Major-General Reynell George Taylor (25 January 1822 – 28 February 1886) was a British military officer who served in the Bengal Army.

==Early life==
Taylor was born in Brighton on 25 January 1822, the youngest son of Major-General Thomas William Taylor CB of Ogwell, Devon, who served with the 10th Royal Hussars at the Battle of Waterloo. From Sandhurst, where his father was lieutenant-governor, he was commissioned as a cornet in the Indian cavalry on 26 February 1840.

==In India==
Taylor first saw service with the 11th Bengal Light Cavalry in the Gwalior campaign of 1843, and at the close of the war was appointed to the bodyguard. In the First Anglo-Sikh War he was severely wounded in a cavalry charge in the Battle of Mudki on 18 December 1845. Sent to Lahore in 1847, he became one of that famous body of men who worked under Henry Lawrence, and subsequently John Lawrence, in the Punjab.

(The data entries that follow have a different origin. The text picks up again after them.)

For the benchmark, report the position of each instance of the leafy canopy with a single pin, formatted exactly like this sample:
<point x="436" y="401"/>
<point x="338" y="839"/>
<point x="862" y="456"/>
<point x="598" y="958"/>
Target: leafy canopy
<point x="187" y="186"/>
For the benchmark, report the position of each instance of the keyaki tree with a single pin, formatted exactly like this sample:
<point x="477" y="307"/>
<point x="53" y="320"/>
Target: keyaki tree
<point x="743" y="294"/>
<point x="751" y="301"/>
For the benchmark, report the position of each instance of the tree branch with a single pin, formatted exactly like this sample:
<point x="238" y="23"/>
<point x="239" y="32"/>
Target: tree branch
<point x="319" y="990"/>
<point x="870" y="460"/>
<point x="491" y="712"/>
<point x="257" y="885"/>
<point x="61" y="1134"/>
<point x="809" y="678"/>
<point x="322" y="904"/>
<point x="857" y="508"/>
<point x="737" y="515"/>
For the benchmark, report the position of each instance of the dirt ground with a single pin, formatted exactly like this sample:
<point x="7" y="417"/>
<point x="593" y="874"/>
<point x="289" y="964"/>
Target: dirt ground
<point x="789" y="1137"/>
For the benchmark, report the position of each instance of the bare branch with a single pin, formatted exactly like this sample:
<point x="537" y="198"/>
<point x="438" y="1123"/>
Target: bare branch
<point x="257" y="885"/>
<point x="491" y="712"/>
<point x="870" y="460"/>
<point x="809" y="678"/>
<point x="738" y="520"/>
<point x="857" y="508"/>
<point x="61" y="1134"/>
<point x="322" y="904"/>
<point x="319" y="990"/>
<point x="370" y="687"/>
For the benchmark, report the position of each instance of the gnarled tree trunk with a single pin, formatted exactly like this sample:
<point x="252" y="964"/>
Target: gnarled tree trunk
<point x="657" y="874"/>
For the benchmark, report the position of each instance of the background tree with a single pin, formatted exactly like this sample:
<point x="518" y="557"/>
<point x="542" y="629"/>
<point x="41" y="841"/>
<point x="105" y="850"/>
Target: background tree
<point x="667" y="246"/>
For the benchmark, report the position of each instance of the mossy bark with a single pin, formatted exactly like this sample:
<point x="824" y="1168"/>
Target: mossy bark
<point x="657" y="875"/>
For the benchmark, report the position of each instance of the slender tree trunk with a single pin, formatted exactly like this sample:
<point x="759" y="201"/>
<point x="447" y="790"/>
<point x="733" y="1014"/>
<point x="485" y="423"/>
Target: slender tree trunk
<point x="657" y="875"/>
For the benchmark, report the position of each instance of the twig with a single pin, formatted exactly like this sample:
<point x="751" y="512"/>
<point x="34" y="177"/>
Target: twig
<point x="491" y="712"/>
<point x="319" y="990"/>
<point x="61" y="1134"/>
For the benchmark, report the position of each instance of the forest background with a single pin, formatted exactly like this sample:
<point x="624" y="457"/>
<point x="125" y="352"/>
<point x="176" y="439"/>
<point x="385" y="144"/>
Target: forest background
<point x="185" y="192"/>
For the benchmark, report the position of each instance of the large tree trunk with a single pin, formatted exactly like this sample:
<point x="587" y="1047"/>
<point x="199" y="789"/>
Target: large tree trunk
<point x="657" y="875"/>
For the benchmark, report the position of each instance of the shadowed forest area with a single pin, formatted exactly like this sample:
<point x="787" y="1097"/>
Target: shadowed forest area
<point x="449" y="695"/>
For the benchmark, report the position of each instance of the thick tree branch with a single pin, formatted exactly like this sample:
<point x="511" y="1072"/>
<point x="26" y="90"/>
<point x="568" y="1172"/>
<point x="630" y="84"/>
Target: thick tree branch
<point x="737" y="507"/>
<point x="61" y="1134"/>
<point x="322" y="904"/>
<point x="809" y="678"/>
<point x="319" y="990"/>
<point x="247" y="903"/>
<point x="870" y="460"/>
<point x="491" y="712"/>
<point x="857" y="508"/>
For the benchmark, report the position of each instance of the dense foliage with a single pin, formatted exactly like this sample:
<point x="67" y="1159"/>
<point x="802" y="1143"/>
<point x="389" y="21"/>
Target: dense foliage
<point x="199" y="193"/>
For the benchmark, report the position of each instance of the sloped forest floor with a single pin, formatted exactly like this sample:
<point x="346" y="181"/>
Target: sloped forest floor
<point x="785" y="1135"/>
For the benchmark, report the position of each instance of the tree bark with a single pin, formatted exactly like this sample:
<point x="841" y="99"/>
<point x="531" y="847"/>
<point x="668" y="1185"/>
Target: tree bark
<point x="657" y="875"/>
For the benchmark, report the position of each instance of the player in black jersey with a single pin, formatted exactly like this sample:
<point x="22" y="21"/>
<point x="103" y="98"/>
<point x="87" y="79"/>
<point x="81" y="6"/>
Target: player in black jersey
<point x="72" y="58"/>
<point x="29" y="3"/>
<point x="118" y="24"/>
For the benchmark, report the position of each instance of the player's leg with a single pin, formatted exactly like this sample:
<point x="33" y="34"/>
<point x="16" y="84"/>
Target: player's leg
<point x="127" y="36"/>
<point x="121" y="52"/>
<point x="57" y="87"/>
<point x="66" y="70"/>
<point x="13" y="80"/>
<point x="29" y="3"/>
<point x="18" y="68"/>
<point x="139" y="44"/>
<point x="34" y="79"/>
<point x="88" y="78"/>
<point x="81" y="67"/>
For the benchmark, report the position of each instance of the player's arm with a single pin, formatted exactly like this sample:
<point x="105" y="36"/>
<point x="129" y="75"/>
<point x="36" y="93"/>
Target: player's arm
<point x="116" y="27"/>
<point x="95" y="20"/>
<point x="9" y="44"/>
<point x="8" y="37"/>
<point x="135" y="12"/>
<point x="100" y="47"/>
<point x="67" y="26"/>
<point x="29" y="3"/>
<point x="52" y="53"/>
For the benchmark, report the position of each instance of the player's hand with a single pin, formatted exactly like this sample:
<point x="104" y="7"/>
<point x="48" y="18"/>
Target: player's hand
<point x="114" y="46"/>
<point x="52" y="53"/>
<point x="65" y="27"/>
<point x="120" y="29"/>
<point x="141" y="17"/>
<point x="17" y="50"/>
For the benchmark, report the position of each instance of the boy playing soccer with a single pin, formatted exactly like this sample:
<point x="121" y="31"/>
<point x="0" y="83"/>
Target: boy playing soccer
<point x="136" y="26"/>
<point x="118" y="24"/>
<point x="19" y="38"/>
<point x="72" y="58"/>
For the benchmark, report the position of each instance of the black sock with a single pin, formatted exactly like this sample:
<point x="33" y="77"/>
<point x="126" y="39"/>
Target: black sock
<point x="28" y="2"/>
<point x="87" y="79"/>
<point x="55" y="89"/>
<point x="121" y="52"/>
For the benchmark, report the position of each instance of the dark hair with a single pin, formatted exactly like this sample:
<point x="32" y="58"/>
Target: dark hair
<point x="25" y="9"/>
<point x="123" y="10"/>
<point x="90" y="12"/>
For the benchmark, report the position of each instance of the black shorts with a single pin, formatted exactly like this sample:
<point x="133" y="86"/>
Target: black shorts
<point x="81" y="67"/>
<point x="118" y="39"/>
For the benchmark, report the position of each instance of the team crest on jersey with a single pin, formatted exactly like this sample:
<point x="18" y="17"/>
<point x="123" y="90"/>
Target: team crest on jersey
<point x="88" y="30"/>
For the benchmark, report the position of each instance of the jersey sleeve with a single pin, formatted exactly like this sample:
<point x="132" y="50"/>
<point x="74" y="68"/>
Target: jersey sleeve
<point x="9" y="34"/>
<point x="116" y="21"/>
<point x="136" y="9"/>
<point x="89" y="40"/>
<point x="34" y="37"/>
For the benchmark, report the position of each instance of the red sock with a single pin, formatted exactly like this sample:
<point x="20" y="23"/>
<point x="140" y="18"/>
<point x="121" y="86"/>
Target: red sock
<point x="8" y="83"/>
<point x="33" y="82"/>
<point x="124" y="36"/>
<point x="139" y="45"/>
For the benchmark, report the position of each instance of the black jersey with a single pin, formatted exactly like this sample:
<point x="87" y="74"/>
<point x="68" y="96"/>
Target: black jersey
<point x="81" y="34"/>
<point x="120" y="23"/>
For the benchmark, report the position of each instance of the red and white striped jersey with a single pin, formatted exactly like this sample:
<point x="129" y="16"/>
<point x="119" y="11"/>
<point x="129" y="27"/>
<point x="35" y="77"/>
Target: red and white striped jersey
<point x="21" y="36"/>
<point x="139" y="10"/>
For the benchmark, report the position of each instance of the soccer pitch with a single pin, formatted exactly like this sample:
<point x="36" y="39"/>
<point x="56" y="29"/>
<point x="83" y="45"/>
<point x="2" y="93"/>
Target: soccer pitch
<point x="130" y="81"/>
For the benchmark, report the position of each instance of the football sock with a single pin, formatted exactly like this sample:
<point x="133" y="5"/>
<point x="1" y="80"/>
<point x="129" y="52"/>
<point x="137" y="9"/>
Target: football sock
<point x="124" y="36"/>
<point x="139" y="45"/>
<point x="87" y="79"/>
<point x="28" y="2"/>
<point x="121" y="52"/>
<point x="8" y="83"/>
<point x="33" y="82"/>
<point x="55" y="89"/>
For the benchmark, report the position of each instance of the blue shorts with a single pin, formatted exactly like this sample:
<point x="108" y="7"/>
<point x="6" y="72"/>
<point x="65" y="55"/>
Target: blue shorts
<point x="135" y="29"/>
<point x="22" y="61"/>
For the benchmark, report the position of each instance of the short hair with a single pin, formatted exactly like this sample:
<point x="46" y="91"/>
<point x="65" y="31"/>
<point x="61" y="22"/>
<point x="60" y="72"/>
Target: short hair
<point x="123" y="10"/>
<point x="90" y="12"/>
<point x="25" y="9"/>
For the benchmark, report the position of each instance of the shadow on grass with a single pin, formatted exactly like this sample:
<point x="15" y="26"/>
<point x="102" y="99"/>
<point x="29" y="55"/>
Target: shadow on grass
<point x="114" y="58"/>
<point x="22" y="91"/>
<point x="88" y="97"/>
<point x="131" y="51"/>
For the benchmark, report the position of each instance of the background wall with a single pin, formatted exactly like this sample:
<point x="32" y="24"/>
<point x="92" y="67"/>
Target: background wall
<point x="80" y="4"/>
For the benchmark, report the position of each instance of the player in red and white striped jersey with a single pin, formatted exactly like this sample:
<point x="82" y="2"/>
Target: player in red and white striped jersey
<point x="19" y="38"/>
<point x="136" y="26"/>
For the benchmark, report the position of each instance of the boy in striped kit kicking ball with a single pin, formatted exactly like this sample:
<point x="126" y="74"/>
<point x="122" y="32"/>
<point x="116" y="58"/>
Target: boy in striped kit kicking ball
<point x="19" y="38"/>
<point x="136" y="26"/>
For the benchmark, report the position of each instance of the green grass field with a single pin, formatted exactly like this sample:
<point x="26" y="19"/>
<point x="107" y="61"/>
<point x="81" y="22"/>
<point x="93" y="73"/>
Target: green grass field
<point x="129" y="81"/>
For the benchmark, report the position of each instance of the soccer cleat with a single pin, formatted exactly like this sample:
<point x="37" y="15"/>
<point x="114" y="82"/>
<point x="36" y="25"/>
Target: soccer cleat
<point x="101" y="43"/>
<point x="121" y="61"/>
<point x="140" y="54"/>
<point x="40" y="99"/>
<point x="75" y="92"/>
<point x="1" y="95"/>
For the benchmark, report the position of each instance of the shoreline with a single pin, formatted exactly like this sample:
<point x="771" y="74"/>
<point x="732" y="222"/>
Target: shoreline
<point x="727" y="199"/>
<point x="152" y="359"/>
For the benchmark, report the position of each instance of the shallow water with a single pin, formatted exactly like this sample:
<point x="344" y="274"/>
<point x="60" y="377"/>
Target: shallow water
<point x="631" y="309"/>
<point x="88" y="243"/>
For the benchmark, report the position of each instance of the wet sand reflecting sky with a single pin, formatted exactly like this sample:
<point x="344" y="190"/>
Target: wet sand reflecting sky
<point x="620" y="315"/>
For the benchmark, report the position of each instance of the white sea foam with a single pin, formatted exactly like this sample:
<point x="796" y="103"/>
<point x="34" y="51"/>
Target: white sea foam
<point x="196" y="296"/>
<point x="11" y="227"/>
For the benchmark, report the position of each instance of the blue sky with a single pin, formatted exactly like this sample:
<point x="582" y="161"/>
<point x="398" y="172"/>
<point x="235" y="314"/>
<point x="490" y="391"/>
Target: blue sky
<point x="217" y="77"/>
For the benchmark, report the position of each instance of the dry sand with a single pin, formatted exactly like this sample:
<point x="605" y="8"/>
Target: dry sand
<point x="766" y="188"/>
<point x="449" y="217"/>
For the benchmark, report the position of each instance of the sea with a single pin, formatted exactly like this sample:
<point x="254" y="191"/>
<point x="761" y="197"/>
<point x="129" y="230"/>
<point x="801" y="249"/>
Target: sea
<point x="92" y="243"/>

That same year he was left in charge of the city of Peshawar, leader of ten thousand Sikh troops and the whole district. Taylor organised a column of four thousand men who departed from Peshawar to occupy the Bannu District, and safely led the men through the Kohat Pass in November–December 1847.

Taylor was in charge of Bannu at the outbreak of the Second Anglo-Sikh War. When he heard reports of the murders of Patrick Vans Agnew and W. A. Anderson at Multan on 20 April 1848, he dispatched troops to assist Herbert Edwardes and remained at his post. In July he was ordered to proceed to Multan, which was at that time under siege, and then set out in an unsuccessful attempt to rescue British captives then being held at Peshawar. He next gathered an irregular force of 1,021 foot, 650 horse, and three guns, and laid siege to the fort of Lukkee, the key to the Derajat, on 11 December 1848. The fort was captured on 11 January 1849. For his services he was promoted captain on 15 December 1851 and major the next day.

In 1855, after a prolonged visit to England, he was appointed commandant of the Corps of Guides. During the Indian Mutiny he was in charge of the Kangra district, and in 1859 he was appointed commissioner of the Derajat. He was promoted lieutenant-colonel on 21 December 1859, and in 1860 was chief political officer of the Waziri expedition. Before retiring from the Derajat, in order to become commissioner of Peshawar in the spring of 1862, he paid for the Church Missionary Society to establish a station in the district. The first head of the mission was Valpy French. In 1863 he served throughout the Ambela Campaign, was promoted to colonel on 3 April 1863, and received the Order of the Bath the following month. He was granted the Order of the Star of India in June 1866. After a short visit to England in 1865 he returned for the last time to India, to serve as commissioner of the Ambala district From 1870 he held the same post in the Amritsar division.

==Last years==
Taylor retired in 1877 as major-general. He was promoted lieutenant-general that year, and general on 15 December 1880. He died at Newton Abbot on 28 February 1886.
A biography by Ernest Gambier-Parry was published in 1888.

==Family==
On 11 December 1854 Taylor married Ann, daughter of Arthur Holdsworth of Widdicombe, Devon. She survived him, along with several children, including Millicent Mary, who founded the Society of the Precious Blood, an Anglican religious order, and Henry, who played both first-class cricket and rugby union for Cambridge University.